DUBAI: Emirati artist Farah Al-Qasimi’s first solo exhibition at a US institution is set to open on July 30 at the MIT List Visual Arts Center in Cambridge, Massachusetts.

Working in photography, video, and performance, Al-Qasimi’s work explores themes of gender, nationality and class. Her photographs subvert ingrained expectations of how images are constructed and understood and she is known for borrowing conventions from various sources, including documentary photography and Renaissance paintings.

Um Al Naar (Mother of Fire) (still), 2019. (Supplied)

Camouflage and concealment play a central role in the artist’s work. In a recent series of portraits, Al-Qasimi obscures the faces of her subjects while capturing intimate images, despite the lack of a clear, engaging face. Various compositional strategies hide identifying features — behind plumes of smoke, a well-placed hand, or sumptuously patterned textiles and drapery — while she still manages to accentuate the opulent interiors her subjects inhabit.

Alongside a group of recent photographs, the exhibition will include a screening of Al-Qasimi’s new film, “Um Al Naar (Mother of Fire)” (2019), which was recently unveiled at Art Basel Statements.

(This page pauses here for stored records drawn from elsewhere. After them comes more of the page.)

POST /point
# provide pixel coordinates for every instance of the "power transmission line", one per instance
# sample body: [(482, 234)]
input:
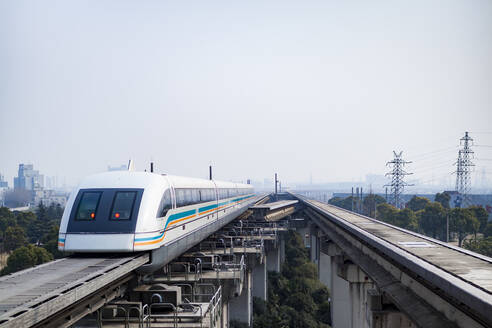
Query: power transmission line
[(397, 175), (464, 165)]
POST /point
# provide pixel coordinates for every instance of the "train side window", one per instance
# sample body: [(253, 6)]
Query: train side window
[(123, 205), (165, 204), (180, 197), (88, 204)]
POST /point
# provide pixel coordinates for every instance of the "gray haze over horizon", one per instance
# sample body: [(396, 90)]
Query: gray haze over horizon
[(326, 89)]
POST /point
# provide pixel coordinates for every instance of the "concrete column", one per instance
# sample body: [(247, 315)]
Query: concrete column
[(260, 279), (359, 285), (381, 315), (241, 307), (305, 234), (314, 250), (273, 259), (340, 297), (282, 251), (324, 269), (224, 320)]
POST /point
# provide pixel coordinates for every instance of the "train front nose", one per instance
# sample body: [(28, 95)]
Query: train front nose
[(102, 220)]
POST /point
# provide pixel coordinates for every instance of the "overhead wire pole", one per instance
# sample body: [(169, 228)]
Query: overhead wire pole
[(397, 175), (464, 166)]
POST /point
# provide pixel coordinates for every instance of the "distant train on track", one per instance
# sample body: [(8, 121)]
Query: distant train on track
[(127, 211)]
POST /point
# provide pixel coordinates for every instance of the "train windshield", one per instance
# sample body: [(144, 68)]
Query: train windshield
[(123, 205), (87, 209)]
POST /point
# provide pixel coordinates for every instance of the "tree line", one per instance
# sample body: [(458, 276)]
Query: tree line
[(296, 298), (431, 219), (29, 238)]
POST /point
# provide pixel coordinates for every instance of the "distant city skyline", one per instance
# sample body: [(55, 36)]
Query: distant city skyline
[(322, 88)]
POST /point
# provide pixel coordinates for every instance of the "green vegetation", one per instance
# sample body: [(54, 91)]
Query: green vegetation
[(30, 238), (430, 218), (296, 298), (482, 246)]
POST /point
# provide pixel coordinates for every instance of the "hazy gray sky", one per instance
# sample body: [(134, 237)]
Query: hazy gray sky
[(253, 87)]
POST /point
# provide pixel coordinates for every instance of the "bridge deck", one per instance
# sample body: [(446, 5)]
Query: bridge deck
[(29, 296), (470, 267), (275, 205)]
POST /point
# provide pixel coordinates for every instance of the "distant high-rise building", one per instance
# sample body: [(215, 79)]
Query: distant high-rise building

M Napping on Carpet, 2016. (Supplied)

The 40-minute video is structured like a television documentary following a jinn — a ghost-like entity in Islamic tradition. Delivering a confessional, reality TV-style monologue, the jinn appears on camera beneath a patterned sheet. The video interweaves her thoughts on centuries of Portuguese and British colonial meddling in the modern-day emirate of Ras Al-Khaimah in the UAE. The video also explores the influence of the European presence in the region and the use of Euro-centric practices for the display of historical artifacts.

Curated by Henriette Huldisch, the director of exhibitions at the MIT List Visual Arts Center, the exhibition marks the first time Al-Qasimi’s work has been shown in a solo exhibition in the US — it is set to wrap up on Oct. 20.  

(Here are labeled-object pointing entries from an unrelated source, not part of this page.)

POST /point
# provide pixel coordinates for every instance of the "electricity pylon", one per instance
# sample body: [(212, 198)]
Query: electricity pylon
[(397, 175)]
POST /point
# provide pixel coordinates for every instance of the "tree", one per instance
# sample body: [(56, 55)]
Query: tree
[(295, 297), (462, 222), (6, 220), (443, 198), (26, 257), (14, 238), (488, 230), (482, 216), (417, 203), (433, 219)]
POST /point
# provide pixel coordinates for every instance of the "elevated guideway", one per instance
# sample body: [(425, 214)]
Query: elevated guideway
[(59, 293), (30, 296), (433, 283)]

The artist lives and works between New York and Dubai and has seen her work exhibited in The Third Line gallery in Dubai, Jameel Arts Centre in Dubai and the San Francisco Arts Commission, among other locations.

Al-Qasimi received her MFA from the Yale School of Art and has participated in residencies at the Delfina Foundation in London; the Skowhegan School of Painting and Sculpture in Maine; and is a recipient of the New York NADA Artadia Prize and the Aaron Siskind Individual Photographer’s Fellowship.